Tori Flick
Designing For New Media
Objectified
It is astonishing to think that from the moment you wake up, almost everything you interact with within your day has been designed, and has been designed specifically for a purpose. Even things you wouldn’t think to have any sort of relevance or significance such as a post-it note, someone designed a post-it note with a specific function in mind.
One thing one of the designers said that I did not 100% agree with was that no concerns for an individual person are to be taken. Details surrounded who they are were not to be accounted for, but instead the “extremes” must be taken into consideration and those extremes, whether it be something like slow and fast, those are the details that matter; everything in the middle are not as significant.
One of the designers spoke of the goal to redesign tools and objects to better fit the needs and functions of everyone, looking at things such as garden shears or even pliers and measuring how they feel and if there are any small details to improve upon.
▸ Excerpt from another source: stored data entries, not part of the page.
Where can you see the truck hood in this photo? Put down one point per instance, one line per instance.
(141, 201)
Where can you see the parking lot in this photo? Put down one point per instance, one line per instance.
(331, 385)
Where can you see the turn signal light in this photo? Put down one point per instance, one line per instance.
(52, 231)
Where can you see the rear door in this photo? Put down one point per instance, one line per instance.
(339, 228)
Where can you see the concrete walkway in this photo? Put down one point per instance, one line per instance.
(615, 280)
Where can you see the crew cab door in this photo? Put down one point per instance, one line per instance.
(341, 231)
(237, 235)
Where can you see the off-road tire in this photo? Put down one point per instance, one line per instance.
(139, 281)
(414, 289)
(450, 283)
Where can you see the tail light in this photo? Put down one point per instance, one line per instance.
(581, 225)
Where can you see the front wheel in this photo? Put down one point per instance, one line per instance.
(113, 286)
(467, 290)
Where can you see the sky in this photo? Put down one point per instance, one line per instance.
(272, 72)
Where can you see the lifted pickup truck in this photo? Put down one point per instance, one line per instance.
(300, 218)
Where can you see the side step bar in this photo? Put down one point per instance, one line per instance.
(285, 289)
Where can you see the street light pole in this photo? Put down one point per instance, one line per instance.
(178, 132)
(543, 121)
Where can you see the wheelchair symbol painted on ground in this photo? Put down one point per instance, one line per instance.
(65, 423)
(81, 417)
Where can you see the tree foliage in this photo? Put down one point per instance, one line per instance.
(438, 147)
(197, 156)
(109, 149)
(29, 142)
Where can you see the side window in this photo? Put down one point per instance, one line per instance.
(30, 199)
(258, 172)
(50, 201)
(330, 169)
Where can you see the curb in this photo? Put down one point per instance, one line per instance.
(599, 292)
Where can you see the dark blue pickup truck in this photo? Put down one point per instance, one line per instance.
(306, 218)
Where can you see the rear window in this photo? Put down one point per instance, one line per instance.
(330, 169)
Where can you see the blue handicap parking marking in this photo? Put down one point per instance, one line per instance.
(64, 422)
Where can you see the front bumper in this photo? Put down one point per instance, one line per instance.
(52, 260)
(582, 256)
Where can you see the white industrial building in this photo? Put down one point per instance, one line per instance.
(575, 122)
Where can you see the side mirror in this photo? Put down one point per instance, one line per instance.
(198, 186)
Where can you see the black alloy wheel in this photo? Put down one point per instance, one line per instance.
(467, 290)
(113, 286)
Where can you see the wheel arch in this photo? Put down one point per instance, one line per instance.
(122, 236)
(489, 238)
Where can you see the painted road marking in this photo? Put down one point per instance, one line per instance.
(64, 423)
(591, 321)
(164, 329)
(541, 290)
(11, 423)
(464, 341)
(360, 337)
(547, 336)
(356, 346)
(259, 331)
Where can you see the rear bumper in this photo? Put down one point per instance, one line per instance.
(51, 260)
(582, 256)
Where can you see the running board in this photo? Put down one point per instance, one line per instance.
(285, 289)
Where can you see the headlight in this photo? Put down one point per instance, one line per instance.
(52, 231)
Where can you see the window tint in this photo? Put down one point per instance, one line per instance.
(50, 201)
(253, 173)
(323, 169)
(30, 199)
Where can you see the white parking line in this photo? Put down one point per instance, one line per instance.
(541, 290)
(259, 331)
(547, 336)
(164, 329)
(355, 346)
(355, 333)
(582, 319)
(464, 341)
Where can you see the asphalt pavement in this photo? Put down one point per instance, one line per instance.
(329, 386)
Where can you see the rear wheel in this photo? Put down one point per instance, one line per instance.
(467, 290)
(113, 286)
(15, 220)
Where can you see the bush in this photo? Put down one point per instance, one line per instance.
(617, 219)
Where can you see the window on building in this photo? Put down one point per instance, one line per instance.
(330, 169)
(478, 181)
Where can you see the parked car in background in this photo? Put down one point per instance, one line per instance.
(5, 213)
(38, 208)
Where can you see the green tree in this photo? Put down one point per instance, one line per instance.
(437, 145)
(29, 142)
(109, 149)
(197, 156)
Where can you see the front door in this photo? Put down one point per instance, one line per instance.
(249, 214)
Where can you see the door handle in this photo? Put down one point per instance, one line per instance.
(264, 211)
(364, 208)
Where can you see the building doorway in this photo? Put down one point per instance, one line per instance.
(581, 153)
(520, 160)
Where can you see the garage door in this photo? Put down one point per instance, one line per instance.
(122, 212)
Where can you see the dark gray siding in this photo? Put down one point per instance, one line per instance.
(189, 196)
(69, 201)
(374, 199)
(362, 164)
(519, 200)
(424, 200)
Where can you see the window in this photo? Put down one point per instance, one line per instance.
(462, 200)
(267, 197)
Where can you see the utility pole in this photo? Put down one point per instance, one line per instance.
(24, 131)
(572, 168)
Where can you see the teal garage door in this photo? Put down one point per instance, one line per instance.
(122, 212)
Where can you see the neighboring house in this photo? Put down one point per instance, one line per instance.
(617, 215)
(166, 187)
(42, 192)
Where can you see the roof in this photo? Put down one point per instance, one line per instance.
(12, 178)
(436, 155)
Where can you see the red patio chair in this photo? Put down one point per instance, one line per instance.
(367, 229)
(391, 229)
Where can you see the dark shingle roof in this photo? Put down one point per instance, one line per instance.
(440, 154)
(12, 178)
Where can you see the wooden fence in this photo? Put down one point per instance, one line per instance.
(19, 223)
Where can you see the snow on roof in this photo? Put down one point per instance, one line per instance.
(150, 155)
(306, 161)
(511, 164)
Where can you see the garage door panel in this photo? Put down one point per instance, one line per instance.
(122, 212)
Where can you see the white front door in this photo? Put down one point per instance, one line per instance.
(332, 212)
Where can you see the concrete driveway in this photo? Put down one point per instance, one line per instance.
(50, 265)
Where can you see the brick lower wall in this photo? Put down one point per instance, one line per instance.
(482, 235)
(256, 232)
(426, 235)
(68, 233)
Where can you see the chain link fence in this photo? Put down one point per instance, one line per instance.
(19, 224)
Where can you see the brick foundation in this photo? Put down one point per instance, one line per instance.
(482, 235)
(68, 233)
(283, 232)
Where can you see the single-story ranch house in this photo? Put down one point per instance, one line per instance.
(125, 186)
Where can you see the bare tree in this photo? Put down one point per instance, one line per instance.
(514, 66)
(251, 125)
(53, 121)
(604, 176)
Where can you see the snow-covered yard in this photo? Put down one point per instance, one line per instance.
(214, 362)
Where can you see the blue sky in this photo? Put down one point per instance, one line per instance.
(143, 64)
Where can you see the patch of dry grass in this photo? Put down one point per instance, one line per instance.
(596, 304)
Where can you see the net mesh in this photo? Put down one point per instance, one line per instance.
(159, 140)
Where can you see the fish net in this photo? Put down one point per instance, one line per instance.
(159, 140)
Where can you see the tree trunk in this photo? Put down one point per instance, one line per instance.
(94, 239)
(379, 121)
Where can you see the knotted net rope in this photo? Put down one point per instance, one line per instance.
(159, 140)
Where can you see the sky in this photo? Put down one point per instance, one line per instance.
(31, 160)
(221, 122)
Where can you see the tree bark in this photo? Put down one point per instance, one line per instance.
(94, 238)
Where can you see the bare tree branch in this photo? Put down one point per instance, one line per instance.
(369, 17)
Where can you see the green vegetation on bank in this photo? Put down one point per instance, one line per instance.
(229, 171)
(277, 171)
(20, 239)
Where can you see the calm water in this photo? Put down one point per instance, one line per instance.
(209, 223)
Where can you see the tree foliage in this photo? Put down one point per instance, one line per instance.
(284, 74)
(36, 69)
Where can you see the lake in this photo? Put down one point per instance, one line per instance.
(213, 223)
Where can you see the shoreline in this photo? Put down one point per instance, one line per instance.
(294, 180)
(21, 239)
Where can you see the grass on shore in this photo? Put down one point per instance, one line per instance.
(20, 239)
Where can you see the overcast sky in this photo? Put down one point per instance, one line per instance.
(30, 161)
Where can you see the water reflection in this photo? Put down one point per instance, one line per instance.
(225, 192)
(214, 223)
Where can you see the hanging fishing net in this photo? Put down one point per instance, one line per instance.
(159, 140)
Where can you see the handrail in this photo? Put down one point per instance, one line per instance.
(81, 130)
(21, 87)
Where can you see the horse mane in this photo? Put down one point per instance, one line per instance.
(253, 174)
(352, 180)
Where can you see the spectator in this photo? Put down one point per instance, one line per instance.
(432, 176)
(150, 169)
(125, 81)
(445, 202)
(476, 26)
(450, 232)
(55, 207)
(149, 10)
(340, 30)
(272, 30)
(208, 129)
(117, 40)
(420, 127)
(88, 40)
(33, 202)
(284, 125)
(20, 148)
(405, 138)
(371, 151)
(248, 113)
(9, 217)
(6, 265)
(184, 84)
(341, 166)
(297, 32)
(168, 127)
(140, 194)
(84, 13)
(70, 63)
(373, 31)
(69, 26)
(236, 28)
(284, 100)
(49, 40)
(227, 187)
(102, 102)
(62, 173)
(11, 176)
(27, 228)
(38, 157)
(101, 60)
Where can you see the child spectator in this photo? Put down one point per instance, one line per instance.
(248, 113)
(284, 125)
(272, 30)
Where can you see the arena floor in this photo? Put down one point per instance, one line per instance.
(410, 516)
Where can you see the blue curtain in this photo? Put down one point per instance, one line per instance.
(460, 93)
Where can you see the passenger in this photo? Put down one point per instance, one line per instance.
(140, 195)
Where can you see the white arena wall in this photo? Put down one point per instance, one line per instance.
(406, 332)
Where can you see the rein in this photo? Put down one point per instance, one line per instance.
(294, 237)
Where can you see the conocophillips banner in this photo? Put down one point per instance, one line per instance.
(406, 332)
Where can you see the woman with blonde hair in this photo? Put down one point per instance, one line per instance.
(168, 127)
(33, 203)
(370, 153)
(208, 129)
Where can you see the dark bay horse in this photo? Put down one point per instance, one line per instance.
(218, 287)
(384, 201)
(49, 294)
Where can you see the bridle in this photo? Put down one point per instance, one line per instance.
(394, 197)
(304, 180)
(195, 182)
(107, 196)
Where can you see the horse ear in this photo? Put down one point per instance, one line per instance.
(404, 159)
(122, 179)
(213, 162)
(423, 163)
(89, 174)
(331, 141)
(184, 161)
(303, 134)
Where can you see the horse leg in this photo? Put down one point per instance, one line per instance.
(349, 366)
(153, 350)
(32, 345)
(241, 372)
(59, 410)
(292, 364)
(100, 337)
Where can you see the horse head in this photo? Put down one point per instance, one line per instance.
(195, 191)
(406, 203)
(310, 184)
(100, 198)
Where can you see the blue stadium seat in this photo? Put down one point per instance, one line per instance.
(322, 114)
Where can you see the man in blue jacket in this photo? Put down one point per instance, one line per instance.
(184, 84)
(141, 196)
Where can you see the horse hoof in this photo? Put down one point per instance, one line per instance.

The goal is to redesign things, with people not always realizing that it has been redesigned for a specific reason. This surprised me in a good way, because out of all of the things I interact with daily I never stop to think about how it was intentionally crafted to meet a certain need or purpose.
A key point I was highly in agreeance with emphasized the importance of recognizing and noticing a product for its attributes and form, so that the inevitable design of the product makes sense, and is not just shapes and things, but instead, in a way seems undesigned because of how natural the form seems.
Another thing to consider in design is that not everything lasts forever, so what will become of your designed object once it has served its purpose and no longer functions to standard? Some products may be made with environmentally-friendly and biodegradable materials, whereas some products may have been built to last and will not be capable of doing the same. This must also be considered by the designer.
Design is comprehensibly just a search for form. The form of how something should look to still achieve the same effect and functionality needs to be understood fully and processed. Design cannot exist without a form of some sort being taken, so the priority then becomes what is the most sensible and constructive form to take? It depends object to object what form is necessary, and what form will work for everyone, not just the medium margin. If a handle of something is designed too thin and someone suffering from arthritis can’t use the handle, then a redesign must take place to include that “group” as well. Design is all inclusive, and specifically a practice to make the lives of everyone a little easier, even if the users themselves are unaware.